Вследствие этого психические картины окружающего мира у слепо-глухого бесцветны, беззвучны и, с точки зрения зряче-слышащего, более бедно оформлены. Их слепо-глухой не «просматривает» зрительно и не «прослушивает» мысленными ушами, а «прощупывает» воображаемыми своими руками. А осязанию, как вы по себе знаете, цвета, зрительные контуры не доступны.

Тогда вопрос: накладывает ли «бедность» оформления психических картин неизбежные ограничения на человеческое развитие слепо-глухого? Доступны ли слепо-глухому богатства человеческой культуры, то есть «мир» зряче-слышащего? Является ли этот «мир» достоянием только зряче-слышащего?!.

Особенностью психических картин реального (окружающего) мира является их субъективность. Материалом для них служат не сотканные на фабрике полотнища и не изготовленные на химическом заводе краски и лаки разных цветов и оттенков. Весь фокус в том, что этот материал — душа (то бишь психика по-научному) человека и ее чувственная ткань — ощущения. Короче говоря, сам человек (субъект) служит «вещественным» материалом для собственных картин (образов) реального, независимо от него существующего мира.

Да к тому же этот необычный материал — живой, поэтому и субъективный. Вы не просто «просматриваете» свои собственные картины (в своей голове), но и делаете с ними что ваша душа захочет.

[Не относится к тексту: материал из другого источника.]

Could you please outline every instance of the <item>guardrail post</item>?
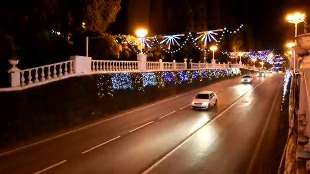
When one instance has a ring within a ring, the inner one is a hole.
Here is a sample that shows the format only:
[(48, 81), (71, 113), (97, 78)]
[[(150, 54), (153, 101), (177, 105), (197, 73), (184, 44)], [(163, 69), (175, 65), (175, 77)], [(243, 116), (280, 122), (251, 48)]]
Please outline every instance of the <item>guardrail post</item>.
[(183, 60), (184, 60), (184, 69), (187, 70), (187, 62), (186, 62), (186, 61), (187, 61), (187, 59), (184, 58), (184, 59), (183, 59)]
[(10, 64), (13, 66), (11, 67), (8, 72), (9, 74), (9, 80), (11, 83), (11, 87), (20, 86), (20, 70), (15, 66), (17, 65), (19, 60), (10, 60)]
[(164, 69), (164, 67), (163, 66), (163, 60), (161, 59), (159, 60), (159, 69), (160, 70)]
[(215, 59), (213, 59), (211, 61), (212, 61), (212, 67), (215, 68), (215, 67), (216, 67), (216, 66), (215, 66), (215, 64), (216, 64)]
[(175, 60), (173, 60), (173, 70), (175, 70), (176, 69), (176, 63), (175, 63)]
[(146, 71), (146, 54), (137, 54), (138, 63), (138, 70), (140, 71)]
[(90, 73), (91, 72), (91, 57), (80, 55), (70, 56), (73, 61), (72, 66), (75, 73)]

Скажем, вы «мановением» своей души можете воображаемый стол сделать огромных размеров, в мгновение ока превратить из деревянного в... шоколадный или еще лучше — из неодухотворенного в живой (как в сказке)...

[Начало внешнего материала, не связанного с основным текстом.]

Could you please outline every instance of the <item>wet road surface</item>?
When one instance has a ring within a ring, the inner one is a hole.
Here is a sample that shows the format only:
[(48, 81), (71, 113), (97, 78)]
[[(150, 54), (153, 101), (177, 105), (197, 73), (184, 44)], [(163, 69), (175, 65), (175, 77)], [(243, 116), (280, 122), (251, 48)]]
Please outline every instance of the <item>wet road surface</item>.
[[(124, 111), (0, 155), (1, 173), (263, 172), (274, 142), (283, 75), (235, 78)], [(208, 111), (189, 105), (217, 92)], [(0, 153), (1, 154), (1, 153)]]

Таким образом, вы не простой зритель-слушатель живых картин (как в картинной галерее или в любом музее), а прежде всего активный участник процесса, акта «просматривания», «прослушивания» всех образов, мыслей, имеющихся в вашей голове.

Это явление научная психология называет психической деятельностью, а человека (ее активного участника) — субъектом этой деятельности. Вы не только управляете автомашиной или станком, не только делаете предметы быта или культуры вообще (то есть совершаете практическую деятельность). Но точно так же вы делаете свою душу (психику) и управляете ею (совершаете психическую деятельность).

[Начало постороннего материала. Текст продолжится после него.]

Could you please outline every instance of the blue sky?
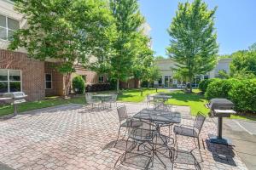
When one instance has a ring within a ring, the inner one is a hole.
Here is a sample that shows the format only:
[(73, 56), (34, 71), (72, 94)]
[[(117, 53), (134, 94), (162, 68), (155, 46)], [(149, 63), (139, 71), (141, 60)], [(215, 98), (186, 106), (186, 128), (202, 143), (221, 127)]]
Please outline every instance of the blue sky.
[[(170, 37), (166, 31), (177, 8), (185, 0), (138, 0), (143, 14), (150, 25), (153, 49), (166, 55)], [(191, 0), (189, 0), (191, 2)], [(218, 6), (215, 27), (219, 54), (247, 49), (256, 42), (256, 0), (205, 0), (208, 8)]]

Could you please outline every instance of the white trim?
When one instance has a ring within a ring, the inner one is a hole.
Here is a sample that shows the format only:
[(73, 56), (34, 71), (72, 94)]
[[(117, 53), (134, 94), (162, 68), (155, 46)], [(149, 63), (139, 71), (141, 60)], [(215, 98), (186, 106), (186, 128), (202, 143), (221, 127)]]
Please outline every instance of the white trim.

Итак, вы есть живой материал психических картин окружающего мира и есть субъект (активный участник) собственной психической деятельности отражения реальности (процесса «просматривания» или «ощупывания» своих образов, мыслей).

Как видите, дело не только в наличии и качестве живого материала (ощущений), из которого строится психическое изображение окружающего (предметного) мира. Для процесса изображения (психической деятельности, отображения) реального мира важна — ив первую очередь! — активность субъекта этой деятельности. Ведь образы и тем более абстрактные (не имеющие внешне-наглядных форм реальных предметов) мысли механически не появляются в голове человека, как кинокадры на экране. Их надо вызвать «волею» души. А чтобы вызывать их, нужно сформировать их в процессе психической деятельности (как делаются предметы в процессе практической деятельности).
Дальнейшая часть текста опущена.